Big Data/Machine Learning/AI
Personalised dynamic prediction in dialysis using a novel super learning framework Arthur Chatton* Arthur Chatton Michèle Bally Renée Lévesque Ivana Malenica Robert W Platt Mireille E Schnitzer
Obtaining continuously updated predictions is a major challenge for personalized medicine. In end-stage kidney diseases, a major cause of morbidity and mortality worldwide, dialysis is the standard therapy. However, achieving high blood-filtered volumes time after time and across patient populations requires clinical skills and readily accessible information and data. Nephrologists and nurses must continually re-assess multiple parameters refreshed with each HDF session and consider time-varying clinical status changes, which is daunting in busy dialysis centres.
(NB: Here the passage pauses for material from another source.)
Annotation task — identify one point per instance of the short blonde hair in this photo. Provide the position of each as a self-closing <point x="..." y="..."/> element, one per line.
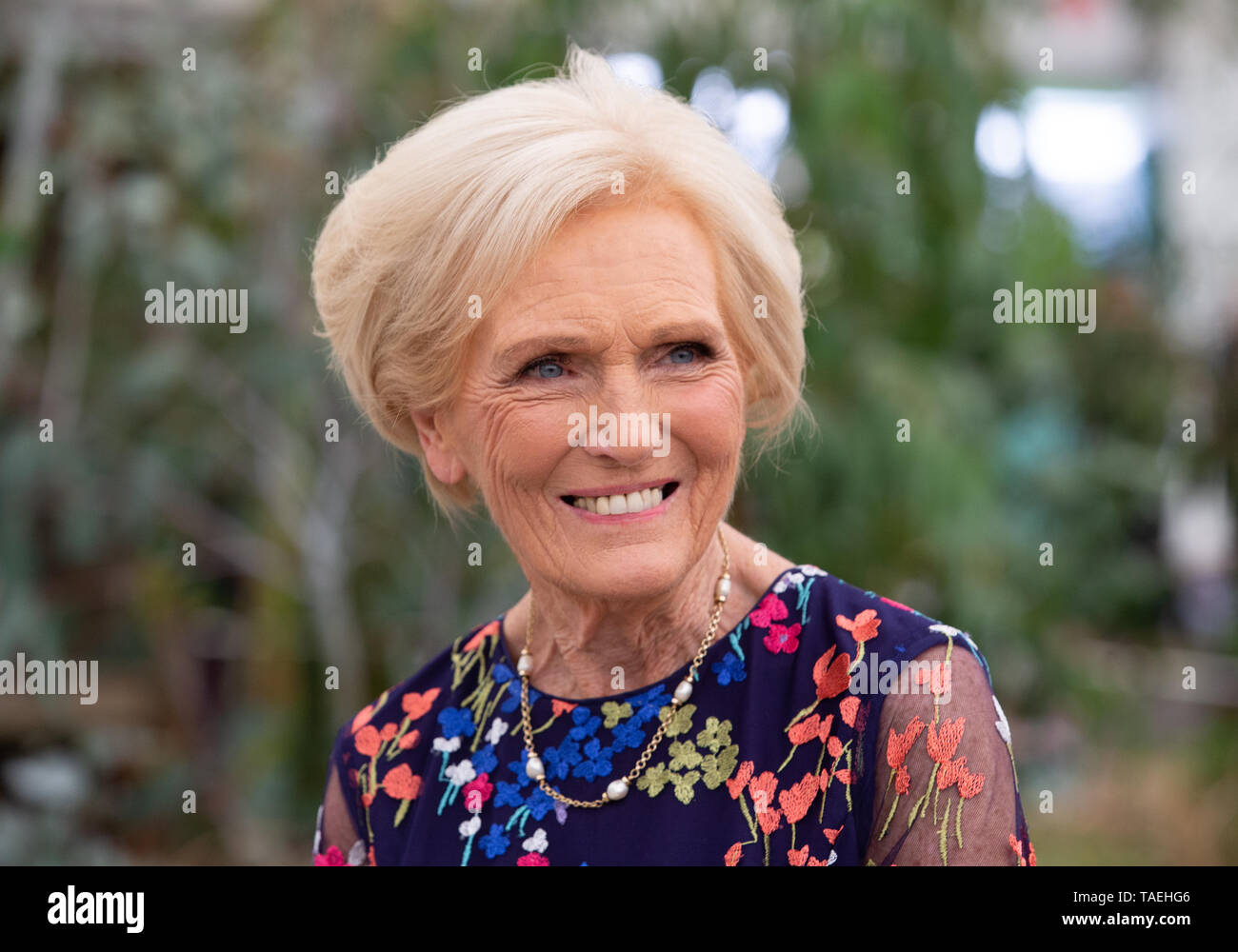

Dynamic prediction models provide predicted outcome values that can be updated over time for an individual as new measurements become available. Previous approaches to prediction were mainly based on parametric models, but there is a current trend towards using more flexible machine learning approaches. Ensemble methods leverage combinations of parametric regressions and machine learning approaches into one final prediction.
We extend an ensemble method called super learner for (i) dynamically predicting a repeated continuous outcome and (ii) optimizing the prediction for the patients the clinician faces up by combining approaches trained on the personal history of the patient or on an external (i.e., “historical”) cohort. We also propose a new way to validate such personalized prediction models. We illustrate its performance by predicting the convection volume of patients undergoing hemodiafiltration, a specific dialysis technique, in Montréal, Canada.
The personalized dynamic super learner outperformed its candidate learners with respect to median absolute error, calibration-in-the-large, discrimination, and net benefit. We finally discuss the choices and challenges underlying its use and implementation.